Good idea.  The standard allows this, except of course that > is also
prohibited within the <...>.  If there's no objection, I'll prepare a
revised patch along those lines.

   From: seebs@plethora.net
   Date: Mon, 23 Aug 1999 21:24:31 -0500

   is [it] worth documenting, BTW, that there
   are no systems on which you need <foo\bar.h> to process header names?

I don't know of any; <foo/bar.h> should work on Microsoft hosts.
If there are any such hosts, then under the above proposal you
can write <foo\\bar.h>; that should suffice.

   >+  printf ("  -fbs-filenames	       \\ is ordinary in #include \"...\"\n");

   ... is there a good end-user friendly way to describe all
   #-directives-which-take-file-names?

I'll try ``\ is ordinary within directives' file names'' in my next
revised patch.

   >+	      if (*fin == '\"' && pedantic)
   >+		pedwarn ("file name contains \"");

   1.  You refer to this as "warn only in -pedantic",

pedwarn means `if (pedantic_errors) error (foo); else warning (foo);',
so you get a warning if -pedantic, and an error if -pedantic-errors.

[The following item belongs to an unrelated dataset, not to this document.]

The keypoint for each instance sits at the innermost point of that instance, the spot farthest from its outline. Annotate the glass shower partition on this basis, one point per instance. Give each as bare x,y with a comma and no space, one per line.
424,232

   " in ""-names isn't allowed by the grammar, whereas " in <>-names is merely
   undefined.

Right.  There needn't be a diagnostic for `#include <">'.

   I cannot imagine anyone *meaning* to concatenate string literals in
   a #include directive.  :)

I can.  E.g. `#include PREFIX FILENAME SUFFIX'.  It could be quite handy.

   s/implementation-defined/undefined/

Thanks for the fix; I'll include it in my revised patch.